We fitted the data with half-normal, hazard rate and negative exponential detection functions, retaining the function with the lowest Akaike information criterion, corrected for small sample size (AICc). The negative exponential was the best supported detection function and this was used in all subsequent models. We modelled the relationships between trail type and detection probability (g0), and sex and g0, and also fitted two learned-response models, where probability of detection is influenced by previous captures across the survey (b) and where probability of detection is influenced by specific detectors (bk). We used the derived function in secr to obtain g0 and density estimates, and the MMDM function in secr to estimate the mean maximum distance moved.

Leopard site use analysis

It is likely that designing the survey to prevent an individual leopard’s entire home range falling between cameras precludes detections being independent, as the same animal could be captured at multiple locations. This relaxes the assumption of strict closure meaning we interpreted the results of occupancy probability as site use probability90, which was the original focus.

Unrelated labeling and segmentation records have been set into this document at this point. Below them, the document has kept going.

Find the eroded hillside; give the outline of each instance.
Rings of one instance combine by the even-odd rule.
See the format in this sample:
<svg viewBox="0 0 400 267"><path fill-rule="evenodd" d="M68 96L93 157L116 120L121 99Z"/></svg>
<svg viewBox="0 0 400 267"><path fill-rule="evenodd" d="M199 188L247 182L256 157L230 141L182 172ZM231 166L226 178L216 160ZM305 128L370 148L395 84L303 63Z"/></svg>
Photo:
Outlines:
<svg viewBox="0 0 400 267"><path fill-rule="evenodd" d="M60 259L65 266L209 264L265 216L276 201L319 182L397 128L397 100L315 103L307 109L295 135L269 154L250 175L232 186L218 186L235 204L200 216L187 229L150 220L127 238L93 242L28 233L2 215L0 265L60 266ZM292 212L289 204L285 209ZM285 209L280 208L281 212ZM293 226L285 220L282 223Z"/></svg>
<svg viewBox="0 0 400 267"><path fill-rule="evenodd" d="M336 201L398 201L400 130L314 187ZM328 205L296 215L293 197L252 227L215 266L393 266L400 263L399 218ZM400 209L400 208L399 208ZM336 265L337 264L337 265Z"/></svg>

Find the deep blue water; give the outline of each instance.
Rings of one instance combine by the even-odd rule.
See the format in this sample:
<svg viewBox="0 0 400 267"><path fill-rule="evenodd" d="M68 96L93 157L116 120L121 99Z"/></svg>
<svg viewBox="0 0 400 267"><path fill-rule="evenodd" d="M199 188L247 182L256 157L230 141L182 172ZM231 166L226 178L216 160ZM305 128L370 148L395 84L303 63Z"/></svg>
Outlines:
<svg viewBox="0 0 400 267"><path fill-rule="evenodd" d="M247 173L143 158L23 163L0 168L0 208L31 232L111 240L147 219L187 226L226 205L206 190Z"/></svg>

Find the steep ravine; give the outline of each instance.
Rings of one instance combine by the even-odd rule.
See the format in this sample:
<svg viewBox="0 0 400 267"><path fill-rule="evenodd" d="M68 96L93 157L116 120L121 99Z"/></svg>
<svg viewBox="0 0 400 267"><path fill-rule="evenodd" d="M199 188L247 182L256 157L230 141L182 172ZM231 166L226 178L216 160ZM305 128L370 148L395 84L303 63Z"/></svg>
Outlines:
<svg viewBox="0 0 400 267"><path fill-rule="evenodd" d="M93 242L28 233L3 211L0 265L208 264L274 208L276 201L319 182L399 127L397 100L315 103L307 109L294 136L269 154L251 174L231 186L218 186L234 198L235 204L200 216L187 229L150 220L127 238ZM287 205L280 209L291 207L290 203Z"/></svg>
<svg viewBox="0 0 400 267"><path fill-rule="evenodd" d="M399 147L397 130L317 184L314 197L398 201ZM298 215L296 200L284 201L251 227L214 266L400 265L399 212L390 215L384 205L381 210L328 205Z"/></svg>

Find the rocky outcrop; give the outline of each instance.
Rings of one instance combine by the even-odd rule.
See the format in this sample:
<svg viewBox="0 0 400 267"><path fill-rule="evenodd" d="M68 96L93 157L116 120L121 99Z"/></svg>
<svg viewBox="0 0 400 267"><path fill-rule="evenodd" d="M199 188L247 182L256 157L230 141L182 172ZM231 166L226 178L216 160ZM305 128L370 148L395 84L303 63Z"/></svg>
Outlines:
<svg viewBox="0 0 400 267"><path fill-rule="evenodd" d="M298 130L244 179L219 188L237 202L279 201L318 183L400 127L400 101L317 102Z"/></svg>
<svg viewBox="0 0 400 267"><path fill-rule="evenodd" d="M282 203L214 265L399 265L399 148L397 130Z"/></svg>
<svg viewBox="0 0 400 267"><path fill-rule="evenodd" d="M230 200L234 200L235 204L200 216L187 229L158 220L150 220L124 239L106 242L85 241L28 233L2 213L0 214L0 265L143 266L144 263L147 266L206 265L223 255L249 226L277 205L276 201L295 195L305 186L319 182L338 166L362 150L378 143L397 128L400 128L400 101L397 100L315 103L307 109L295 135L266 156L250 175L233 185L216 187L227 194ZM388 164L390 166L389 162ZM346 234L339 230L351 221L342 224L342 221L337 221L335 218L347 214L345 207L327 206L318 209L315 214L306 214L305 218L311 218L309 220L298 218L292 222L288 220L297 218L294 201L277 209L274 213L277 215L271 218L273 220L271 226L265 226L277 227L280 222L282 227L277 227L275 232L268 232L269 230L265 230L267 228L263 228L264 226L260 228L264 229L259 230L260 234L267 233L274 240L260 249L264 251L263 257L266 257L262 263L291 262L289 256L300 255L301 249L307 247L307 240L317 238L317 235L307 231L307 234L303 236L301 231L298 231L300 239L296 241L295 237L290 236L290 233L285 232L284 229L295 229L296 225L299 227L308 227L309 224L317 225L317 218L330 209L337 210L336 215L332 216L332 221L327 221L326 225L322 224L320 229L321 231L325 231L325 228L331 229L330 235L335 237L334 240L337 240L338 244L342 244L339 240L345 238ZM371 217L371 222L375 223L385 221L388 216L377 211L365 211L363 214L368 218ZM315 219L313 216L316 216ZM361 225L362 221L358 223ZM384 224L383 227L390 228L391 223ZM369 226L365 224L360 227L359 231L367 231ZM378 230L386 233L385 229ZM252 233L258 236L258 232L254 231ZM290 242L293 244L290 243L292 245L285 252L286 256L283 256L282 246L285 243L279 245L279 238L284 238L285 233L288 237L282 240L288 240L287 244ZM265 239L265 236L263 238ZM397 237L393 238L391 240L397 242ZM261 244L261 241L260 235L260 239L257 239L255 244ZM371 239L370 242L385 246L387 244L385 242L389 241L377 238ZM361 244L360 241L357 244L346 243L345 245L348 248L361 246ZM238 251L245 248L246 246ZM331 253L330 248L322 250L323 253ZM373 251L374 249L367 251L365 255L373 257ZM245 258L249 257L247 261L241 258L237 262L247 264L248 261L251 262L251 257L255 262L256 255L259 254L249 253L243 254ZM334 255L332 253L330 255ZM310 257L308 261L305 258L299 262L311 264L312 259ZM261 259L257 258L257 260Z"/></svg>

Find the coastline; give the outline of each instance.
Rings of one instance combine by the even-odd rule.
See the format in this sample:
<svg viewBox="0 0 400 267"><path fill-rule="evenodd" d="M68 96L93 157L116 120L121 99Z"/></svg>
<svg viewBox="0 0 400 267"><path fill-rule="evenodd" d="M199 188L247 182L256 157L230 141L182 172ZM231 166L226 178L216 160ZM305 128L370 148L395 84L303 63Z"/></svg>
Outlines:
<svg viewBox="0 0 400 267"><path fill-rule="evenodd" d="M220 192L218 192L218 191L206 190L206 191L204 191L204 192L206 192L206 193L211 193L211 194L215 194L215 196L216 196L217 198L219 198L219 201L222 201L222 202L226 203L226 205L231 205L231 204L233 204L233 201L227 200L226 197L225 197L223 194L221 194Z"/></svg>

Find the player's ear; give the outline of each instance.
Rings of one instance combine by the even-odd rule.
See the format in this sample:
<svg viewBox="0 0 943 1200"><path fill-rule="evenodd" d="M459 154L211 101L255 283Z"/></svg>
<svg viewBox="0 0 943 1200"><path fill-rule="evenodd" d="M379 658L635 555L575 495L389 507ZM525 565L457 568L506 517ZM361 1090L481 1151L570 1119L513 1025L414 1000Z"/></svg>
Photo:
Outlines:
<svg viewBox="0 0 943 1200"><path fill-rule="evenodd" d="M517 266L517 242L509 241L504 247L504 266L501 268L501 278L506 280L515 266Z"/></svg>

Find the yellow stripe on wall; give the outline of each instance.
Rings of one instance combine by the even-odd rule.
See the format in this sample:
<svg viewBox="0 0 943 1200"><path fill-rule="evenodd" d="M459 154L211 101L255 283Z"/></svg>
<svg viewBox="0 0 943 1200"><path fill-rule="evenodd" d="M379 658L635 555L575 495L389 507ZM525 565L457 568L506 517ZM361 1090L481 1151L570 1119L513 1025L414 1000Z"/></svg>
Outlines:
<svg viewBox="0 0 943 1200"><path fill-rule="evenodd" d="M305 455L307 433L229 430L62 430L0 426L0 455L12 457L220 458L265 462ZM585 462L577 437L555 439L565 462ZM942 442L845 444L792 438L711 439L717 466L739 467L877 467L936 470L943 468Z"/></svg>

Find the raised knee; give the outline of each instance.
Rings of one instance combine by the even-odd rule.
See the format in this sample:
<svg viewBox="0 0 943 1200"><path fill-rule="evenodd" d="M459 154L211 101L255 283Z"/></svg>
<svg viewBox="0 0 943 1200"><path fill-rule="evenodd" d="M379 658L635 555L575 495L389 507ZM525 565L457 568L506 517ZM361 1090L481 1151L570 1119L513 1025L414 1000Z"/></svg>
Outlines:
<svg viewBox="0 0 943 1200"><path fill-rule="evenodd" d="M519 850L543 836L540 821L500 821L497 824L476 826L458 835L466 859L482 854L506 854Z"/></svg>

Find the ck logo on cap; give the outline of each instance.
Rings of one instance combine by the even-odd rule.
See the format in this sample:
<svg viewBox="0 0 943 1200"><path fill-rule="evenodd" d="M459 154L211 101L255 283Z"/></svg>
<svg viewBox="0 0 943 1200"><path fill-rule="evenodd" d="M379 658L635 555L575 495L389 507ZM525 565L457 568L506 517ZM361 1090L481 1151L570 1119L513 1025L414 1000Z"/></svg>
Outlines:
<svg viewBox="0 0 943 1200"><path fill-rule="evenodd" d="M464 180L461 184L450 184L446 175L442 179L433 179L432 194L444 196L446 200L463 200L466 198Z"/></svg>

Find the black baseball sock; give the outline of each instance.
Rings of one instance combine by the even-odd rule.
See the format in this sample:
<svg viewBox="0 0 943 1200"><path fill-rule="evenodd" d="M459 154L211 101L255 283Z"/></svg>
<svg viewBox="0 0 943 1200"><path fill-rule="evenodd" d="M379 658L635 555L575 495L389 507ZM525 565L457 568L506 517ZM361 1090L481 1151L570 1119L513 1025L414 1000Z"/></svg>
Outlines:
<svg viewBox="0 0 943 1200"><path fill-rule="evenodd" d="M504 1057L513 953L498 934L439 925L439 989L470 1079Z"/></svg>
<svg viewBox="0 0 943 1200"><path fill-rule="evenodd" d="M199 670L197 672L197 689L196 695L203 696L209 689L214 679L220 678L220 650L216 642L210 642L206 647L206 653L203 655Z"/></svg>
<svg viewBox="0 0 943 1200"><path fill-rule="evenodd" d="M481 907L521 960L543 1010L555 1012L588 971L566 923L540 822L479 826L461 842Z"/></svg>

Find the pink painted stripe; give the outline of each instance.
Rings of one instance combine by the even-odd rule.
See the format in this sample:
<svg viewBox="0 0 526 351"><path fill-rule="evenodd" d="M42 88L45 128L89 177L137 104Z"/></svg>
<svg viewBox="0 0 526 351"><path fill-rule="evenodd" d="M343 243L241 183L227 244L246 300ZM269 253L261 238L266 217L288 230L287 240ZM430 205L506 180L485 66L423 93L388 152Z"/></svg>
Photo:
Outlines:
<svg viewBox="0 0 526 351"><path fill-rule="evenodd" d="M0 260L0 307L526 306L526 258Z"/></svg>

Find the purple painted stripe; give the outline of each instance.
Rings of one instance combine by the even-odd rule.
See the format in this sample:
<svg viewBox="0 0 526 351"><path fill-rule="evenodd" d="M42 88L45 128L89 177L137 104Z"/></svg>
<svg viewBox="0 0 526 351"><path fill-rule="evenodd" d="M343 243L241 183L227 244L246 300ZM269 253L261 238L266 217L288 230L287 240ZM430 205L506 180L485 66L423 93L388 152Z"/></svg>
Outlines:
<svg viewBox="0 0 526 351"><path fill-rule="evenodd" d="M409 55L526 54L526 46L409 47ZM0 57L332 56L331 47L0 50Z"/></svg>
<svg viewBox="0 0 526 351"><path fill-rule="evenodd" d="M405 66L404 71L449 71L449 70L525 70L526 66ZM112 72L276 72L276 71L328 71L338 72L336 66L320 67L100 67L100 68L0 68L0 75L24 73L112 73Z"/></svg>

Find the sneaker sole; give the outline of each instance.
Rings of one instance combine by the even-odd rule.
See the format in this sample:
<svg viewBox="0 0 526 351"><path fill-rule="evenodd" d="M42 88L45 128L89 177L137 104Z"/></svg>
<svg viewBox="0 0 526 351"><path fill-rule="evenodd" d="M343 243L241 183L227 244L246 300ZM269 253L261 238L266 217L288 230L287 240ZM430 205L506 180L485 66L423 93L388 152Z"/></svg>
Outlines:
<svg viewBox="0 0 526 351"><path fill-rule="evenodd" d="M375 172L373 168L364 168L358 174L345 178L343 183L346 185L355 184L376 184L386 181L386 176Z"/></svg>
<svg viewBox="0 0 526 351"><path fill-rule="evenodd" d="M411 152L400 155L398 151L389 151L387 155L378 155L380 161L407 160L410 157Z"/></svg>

To estimate site use, we used a single season occupancy modelling approach to fit occupancy models using the package unmarked91 in R. We relaxed the temporal extent of the sampling, aggregating to 30 three-day sampling periods to reduce temporal autocorrelation92.

All continuous variables were scaled to between 0 and 1. We included trail type as a covariate on space use detection probability P, while all other covariates were assumed to bear only on occupancy (Ψ). AICc was used to rank competing models with different covariate sets. The sign of the beta coefficient estimates of the covariates represented the direction of the covariate impact. We considered all models that had a \(\Delta AICc<6\), excluding those that were expanded versions of a better performing model (i.e., where adding parameters led to a larger AICc), as models with some empirical support93,94. The best fitting model was used to predict leopard site use. Model fit and overdispersion were evaluated using the sum of squared residuals and 10,000 parametric bootstraps.